Later that summer, the National Association for Biomedical Research (NABR) and Johns Hopkins University filed motions to intervene in the ARDF lawsuit. But the USDA settled the case in October and agreed to begin the process of extending AWA coverage to birds, rats, and mice. In 2001, the court denied the NABR’s motion to dismiss the ARDF/USDA settlement.

That same year, in response to continuing arguments that the USDA’s definitional exclusions were consistent with Congressional intent, former Senate Majority Leader Bob Dole (R-KS), who had been instrumental in strengthening the AWA, wrote a letter to ARDF saying, in part, “As someone deeply involved with the process of revising and expanding the AWA, I assure you that the AWA was meant to include birds, mice, and rats.”

In May of 2002, before the USDA could get to work on new regulations as required under the agreement with ARDF, Sen. Jesse Helms (R-NC), at the behest of researchers, succeeded in amending the Farm Security and Rural Investment Act, another an omnibus farm bill, to change the definition of “animal” in the AWA itself to specifically exclude birds, rats of the genus Rattus, and mice of the genus Mus, bred for use in research.

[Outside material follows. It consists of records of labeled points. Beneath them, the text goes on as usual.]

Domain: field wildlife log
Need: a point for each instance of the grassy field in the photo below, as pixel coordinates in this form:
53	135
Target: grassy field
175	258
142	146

However, the amendment was not as all-encompassing as intended with respect to birds. Thanks to a punctuation error, the USDA wound up having to promulgate standards for the use of birds in the wholesale pet trade. That took a mere 21 years.

What Next?

“As it stand[s] now, the rats, mice[,] and birds who constitute the vast majority of the animals in research have no legal protection.” It is crucial to distinguish the legal protection afforded by AWA regulations from compliance with PHS Policy. “Basic standards for their housing and care are not overseen by USDA veterinary inspectors. The number of these animals in research is not reported. There is no legal mandate to consider alternatives to the use of these animals, or to devise means to alleviate or reduce pain and distress.”

Efforts will again be made to reverse this perversity in the law. In the meantime, a step has been taken to address another glaring omission. In 2023, Rep. Betty McCollum introduced The Cold-Blooded Animal Research and Exhibition (CARE) Act to extend Animal Welfare Act protections to animals currently excluded from the law, including fish, reptiles, amphibians, and cephalopods. Written in response to concerns about “cruel and dangerous” conditions for these animals in exhibits and breeding facilities, the bill would also bring about “a broad, positive impact on the conditions of both cold-blooded and warm-blooded animals in exhibition, research, and pet breeding facilities.”